The proposed model has one equilibrium, the coexisting equilibrium. Stability analysis shows that the point is globally asymptotically stable when the consumption rate $\alpha$ is lower or the recruitment rate ${\Pi }_u$ is higher. Hopf bifurcation can be observed when the rate of crop consumption by pest, $\alpha$ is higher. The critical value of $\alpha$ depends on the other parameters of the system (Figure 8). The proposed optimal control problem shows that pests can be minimized by introducing sterile male pests into the system when sterile pests are introduced at an optimal rate.

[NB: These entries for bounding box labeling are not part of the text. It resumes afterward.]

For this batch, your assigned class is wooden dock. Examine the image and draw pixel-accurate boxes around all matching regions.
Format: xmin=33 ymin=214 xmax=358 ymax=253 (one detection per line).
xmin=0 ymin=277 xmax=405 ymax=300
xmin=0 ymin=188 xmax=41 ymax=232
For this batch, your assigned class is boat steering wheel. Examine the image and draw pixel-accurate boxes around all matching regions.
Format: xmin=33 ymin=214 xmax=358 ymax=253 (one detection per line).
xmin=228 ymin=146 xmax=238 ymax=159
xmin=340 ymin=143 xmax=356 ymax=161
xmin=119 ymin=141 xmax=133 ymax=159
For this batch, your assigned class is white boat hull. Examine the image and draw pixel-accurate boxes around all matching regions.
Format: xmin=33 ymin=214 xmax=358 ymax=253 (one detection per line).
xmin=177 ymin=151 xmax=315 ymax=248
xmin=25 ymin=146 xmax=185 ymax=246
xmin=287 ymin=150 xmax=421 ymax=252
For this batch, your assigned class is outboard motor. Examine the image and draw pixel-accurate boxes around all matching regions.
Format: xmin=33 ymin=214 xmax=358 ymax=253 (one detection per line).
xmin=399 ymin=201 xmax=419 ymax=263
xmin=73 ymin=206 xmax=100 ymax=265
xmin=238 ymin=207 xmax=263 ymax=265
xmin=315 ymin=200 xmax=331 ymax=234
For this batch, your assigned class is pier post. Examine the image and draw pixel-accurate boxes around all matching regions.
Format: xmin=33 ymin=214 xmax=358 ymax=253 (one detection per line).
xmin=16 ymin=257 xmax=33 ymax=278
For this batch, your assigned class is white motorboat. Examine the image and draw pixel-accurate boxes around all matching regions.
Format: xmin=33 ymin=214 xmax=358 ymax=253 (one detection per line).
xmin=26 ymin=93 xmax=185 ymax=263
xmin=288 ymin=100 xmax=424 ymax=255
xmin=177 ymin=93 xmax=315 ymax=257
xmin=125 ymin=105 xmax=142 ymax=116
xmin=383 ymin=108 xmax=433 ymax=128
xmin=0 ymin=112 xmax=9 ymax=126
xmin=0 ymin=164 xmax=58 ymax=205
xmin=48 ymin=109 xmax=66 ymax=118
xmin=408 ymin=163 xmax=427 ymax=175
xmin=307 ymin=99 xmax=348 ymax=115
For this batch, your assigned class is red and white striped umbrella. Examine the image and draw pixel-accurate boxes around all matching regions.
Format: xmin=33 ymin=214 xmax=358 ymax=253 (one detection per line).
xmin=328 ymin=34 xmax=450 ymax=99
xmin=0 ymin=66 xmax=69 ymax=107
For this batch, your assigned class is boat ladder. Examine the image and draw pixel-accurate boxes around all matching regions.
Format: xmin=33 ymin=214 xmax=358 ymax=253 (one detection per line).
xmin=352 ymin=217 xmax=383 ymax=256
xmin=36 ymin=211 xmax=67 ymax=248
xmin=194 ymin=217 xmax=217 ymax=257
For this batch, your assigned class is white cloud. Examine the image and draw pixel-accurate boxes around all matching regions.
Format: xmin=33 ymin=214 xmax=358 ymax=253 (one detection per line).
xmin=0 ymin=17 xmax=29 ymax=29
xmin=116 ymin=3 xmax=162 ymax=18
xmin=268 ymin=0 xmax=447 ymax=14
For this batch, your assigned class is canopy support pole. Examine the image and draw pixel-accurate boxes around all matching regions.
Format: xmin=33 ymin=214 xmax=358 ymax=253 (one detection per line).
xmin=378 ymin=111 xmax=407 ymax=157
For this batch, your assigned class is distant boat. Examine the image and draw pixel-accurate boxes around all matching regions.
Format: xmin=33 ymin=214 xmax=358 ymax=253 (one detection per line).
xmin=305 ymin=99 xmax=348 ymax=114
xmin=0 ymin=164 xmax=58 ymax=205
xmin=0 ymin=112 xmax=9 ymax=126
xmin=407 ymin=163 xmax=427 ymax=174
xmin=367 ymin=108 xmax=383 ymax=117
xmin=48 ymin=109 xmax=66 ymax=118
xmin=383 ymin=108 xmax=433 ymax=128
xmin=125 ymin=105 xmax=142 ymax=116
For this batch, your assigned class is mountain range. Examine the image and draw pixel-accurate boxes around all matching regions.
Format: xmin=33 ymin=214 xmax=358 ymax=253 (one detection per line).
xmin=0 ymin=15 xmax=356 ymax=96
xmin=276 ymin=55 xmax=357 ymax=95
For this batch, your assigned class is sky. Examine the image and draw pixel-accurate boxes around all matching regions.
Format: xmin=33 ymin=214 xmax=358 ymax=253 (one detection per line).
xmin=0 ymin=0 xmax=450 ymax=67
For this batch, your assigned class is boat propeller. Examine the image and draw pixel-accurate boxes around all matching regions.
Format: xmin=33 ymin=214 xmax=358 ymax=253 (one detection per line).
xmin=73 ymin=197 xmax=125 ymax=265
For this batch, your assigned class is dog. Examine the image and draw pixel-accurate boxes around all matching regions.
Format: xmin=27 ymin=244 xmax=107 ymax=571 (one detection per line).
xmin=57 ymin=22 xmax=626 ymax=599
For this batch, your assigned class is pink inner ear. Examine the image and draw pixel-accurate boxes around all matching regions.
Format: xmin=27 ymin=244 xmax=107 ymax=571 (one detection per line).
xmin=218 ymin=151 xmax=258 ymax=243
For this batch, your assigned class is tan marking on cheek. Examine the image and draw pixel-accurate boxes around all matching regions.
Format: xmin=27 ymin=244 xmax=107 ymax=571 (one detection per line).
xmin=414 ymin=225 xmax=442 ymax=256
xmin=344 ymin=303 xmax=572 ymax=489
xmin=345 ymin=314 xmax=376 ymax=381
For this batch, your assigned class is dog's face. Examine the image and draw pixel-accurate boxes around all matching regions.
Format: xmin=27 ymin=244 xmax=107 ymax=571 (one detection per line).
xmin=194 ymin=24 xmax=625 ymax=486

SIT-represented serves as an effective and eco-friendly method to biologically suppress pest populations. By altering the mating structure within the pest population, SIT indirectly protects the crop biomass from pests. The model helps us explore the long-term behavior of the system, including whether pest populations can be driven to low or stable levels and whether the crop biomass can recover and stabilize.

The proposed model exhibits certain limitations, notably its inability to account for stochastic phenomena such as weather variability and pest immigration, as well as spatial heterogeneity. These factors are essential for accurately representing real-world pest management scenarios.

In conclusion, the sterile insect technology is functional for crop pest management. The results obtained from the proposed mathematical model and from the optimal control problem are significant for real-world application.